This year’s World Wildlife Day dedicated to forests
The emphasis is on the central role of forests, forest species and ecosystems services in sustaining the livelihoods of hundreds of millions of people across the globe, especially indigenous and local communities with historic ties to forests and forest-adjacent areas.
In Slovenia, forests cover nearly 60% of the territory, of which nearly a half are included in the Natura 2000 network. Forests account for as much as 70% of the area covered by Natura 2000 sites and therefore effective management of forests within the Natura 2000 network is of exceptional importance for both maintaining the favourable conservation status of endangered animal and plant species, as well as their habitats and habitat types. Forty-eight Natura 2000 species (forty-three animal and five plant species) and eleven Natura 2000 habitat types can be found in forests.

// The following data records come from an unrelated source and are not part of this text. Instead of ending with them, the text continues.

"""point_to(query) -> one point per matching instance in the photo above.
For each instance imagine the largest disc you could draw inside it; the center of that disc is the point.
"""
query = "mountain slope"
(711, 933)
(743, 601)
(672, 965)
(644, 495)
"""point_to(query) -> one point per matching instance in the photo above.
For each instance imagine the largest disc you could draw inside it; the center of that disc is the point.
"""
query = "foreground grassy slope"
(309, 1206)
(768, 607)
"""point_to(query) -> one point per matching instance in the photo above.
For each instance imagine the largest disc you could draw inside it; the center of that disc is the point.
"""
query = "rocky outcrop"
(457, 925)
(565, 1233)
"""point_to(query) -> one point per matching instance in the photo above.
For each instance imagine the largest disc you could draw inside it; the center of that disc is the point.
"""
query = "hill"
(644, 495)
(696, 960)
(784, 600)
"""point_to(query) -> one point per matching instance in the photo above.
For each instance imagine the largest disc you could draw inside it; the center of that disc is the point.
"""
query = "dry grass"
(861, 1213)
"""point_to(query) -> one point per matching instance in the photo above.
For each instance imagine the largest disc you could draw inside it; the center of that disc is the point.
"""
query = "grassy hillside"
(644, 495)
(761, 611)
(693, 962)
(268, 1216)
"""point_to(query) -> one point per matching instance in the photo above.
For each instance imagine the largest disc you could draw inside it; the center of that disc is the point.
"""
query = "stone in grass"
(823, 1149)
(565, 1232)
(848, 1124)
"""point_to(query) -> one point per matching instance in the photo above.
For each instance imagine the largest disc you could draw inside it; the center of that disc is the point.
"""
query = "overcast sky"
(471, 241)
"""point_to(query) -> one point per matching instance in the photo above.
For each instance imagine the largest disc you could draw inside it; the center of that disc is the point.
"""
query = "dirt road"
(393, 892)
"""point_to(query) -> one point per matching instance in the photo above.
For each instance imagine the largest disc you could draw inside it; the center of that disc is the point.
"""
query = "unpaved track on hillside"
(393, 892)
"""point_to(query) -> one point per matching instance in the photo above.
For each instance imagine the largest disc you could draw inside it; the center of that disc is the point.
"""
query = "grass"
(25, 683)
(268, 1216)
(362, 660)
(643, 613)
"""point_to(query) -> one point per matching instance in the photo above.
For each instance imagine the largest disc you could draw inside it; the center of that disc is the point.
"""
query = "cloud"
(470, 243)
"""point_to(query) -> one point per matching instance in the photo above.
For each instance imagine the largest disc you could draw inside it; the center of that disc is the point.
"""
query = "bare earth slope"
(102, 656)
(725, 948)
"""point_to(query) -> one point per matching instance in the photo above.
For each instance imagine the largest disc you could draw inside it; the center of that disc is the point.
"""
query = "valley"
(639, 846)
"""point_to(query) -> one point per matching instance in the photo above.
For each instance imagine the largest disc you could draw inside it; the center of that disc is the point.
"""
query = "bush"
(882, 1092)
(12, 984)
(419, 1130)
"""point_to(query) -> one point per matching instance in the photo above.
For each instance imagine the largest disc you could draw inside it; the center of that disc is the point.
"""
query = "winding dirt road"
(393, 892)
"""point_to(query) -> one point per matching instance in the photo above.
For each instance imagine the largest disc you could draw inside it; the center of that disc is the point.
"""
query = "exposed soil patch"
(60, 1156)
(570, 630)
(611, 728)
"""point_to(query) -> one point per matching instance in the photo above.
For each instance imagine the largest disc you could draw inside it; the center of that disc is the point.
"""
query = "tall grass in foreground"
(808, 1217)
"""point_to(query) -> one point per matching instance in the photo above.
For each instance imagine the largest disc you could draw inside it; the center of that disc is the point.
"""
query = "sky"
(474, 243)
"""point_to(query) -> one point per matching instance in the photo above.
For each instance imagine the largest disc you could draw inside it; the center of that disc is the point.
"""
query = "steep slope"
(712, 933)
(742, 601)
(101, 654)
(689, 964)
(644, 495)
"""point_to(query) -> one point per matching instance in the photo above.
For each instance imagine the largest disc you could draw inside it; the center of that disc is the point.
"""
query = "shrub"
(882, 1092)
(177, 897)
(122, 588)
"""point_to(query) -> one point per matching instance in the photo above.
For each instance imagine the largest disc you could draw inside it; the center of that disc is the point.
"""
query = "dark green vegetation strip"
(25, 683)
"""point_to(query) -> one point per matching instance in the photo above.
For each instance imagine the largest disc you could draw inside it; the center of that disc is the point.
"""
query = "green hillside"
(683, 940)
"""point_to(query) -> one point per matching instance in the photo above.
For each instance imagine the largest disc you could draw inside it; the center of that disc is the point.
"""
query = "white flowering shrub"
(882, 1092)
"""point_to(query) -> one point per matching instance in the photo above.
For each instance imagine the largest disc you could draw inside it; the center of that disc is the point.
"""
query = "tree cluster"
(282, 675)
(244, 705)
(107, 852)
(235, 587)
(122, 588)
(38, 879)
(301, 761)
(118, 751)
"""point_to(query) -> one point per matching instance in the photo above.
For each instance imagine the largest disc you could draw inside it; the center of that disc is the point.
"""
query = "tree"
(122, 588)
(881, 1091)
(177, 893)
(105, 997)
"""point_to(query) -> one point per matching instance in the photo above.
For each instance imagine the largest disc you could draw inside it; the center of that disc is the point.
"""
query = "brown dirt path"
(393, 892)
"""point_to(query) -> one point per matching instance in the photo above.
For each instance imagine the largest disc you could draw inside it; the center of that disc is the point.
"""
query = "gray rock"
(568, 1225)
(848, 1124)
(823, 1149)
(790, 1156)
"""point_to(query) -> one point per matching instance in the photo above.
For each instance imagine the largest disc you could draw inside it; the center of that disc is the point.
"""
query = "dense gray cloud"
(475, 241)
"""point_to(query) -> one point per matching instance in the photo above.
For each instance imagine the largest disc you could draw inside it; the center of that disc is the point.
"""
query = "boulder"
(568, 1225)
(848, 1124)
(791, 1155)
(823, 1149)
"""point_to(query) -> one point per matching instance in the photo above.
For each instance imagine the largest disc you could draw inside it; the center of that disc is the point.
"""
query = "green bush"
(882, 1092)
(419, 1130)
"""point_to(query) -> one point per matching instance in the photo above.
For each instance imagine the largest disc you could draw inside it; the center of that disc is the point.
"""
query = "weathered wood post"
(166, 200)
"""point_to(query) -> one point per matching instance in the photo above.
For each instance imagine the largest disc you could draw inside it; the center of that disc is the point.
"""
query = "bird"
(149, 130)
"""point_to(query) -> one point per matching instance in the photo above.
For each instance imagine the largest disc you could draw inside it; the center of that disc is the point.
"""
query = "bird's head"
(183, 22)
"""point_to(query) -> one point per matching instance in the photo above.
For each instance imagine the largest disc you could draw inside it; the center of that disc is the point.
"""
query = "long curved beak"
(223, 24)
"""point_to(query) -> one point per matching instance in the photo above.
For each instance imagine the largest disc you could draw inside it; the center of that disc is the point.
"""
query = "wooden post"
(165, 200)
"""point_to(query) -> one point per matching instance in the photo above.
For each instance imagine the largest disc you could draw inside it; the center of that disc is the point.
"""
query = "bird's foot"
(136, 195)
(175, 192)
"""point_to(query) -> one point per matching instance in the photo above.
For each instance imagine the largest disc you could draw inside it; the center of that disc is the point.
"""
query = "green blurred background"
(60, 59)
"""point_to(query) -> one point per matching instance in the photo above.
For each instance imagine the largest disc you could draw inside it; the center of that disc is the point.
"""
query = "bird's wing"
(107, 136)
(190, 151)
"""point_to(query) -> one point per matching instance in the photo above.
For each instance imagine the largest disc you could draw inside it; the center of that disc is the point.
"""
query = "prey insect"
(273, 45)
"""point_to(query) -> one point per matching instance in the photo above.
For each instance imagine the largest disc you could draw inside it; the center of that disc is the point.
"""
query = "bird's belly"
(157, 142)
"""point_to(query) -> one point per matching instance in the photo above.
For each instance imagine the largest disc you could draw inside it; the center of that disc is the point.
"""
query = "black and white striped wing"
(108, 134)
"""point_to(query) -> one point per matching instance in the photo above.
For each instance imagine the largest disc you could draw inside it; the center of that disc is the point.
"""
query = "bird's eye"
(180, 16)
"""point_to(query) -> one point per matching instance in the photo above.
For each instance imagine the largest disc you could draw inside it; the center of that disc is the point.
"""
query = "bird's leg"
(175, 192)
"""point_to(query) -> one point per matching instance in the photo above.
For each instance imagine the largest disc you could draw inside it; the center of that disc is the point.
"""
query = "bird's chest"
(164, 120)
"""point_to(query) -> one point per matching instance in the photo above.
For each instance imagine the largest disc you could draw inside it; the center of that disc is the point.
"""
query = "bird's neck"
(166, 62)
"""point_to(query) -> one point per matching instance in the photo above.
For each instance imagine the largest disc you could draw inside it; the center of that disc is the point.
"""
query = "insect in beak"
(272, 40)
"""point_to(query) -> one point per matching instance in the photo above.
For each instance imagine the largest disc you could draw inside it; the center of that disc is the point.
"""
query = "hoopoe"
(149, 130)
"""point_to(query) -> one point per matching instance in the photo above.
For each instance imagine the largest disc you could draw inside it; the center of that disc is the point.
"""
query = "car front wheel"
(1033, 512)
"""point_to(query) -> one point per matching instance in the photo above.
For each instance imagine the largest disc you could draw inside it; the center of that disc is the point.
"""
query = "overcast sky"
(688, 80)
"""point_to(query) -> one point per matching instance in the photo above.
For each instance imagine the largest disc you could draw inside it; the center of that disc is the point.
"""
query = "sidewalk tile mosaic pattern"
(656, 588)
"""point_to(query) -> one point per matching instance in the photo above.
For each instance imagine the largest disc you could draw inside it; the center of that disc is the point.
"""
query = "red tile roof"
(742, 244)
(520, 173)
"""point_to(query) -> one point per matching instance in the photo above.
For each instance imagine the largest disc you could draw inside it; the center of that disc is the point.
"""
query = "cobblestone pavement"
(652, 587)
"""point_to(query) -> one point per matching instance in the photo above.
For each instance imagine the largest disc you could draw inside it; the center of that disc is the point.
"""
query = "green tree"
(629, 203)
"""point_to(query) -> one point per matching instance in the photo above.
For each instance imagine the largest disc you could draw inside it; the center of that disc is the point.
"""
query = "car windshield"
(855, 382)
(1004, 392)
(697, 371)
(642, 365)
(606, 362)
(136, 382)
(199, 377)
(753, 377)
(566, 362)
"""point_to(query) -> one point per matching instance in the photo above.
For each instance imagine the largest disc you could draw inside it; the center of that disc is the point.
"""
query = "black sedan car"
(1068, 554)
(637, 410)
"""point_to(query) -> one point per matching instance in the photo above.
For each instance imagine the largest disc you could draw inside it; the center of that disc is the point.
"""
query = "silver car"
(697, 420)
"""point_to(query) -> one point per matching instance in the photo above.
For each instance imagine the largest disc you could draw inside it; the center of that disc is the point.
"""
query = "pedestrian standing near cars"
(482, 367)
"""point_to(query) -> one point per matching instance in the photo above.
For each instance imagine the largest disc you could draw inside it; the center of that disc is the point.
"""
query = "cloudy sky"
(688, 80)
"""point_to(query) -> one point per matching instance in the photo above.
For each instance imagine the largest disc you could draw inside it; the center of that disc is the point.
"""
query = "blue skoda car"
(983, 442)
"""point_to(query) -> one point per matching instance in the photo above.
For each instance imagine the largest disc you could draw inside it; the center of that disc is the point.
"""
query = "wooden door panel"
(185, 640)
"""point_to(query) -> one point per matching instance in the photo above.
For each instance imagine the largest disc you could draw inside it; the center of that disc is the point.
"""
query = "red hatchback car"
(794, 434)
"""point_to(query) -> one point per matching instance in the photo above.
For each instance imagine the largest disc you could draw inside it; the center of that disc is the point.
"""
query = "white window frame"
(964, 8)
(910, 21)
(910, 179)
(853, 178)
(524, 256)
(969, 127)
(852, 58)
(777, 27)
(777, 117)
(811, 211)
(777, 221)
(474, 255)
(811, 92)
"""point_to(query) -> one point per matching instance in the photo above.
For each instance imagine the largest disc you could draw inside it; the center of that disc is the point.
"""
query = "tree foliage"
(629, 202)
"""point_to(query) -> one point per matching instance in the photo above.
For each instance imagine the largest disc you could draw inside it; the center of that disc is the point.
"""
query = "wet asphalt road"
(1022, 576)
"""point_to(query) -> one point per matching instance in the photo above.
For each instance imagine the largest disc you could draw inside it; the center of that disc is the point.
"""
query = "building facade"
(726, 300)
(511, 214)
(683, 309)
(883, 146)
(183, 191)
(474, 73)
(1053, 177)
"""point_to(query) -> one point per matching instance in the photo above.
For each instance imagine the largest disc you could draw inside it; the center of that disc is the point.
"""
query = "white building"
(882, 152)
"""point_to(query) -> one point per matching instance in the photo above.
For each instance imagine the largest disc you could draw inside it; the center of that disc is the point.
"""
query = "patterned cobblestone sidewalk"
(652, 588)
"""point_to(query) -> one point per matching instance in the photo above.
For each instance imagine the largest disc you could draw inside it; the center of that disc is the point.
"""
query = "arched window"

In cooperation with the Slovenian Forest Service, Institute for Nature Protection, Ministry of Agriculture, Forestry and Food, and other partners and stakeholders in Slovenia, we strive to preserve and improve the status of important European species and habitat types through the Natura 2000 Management Programme. We are also working closely together with these organisations on the new Natura 2000 management programme for the 2022–2028 period, which is being prepared as part of the LIFE integrated project for enhanced Natura 2000 management in Slovenia (LIFE-IP NATURA.SI). In this regard, special attention will have to be dedicated to forest species and habitat types with an unfavourable conservation status.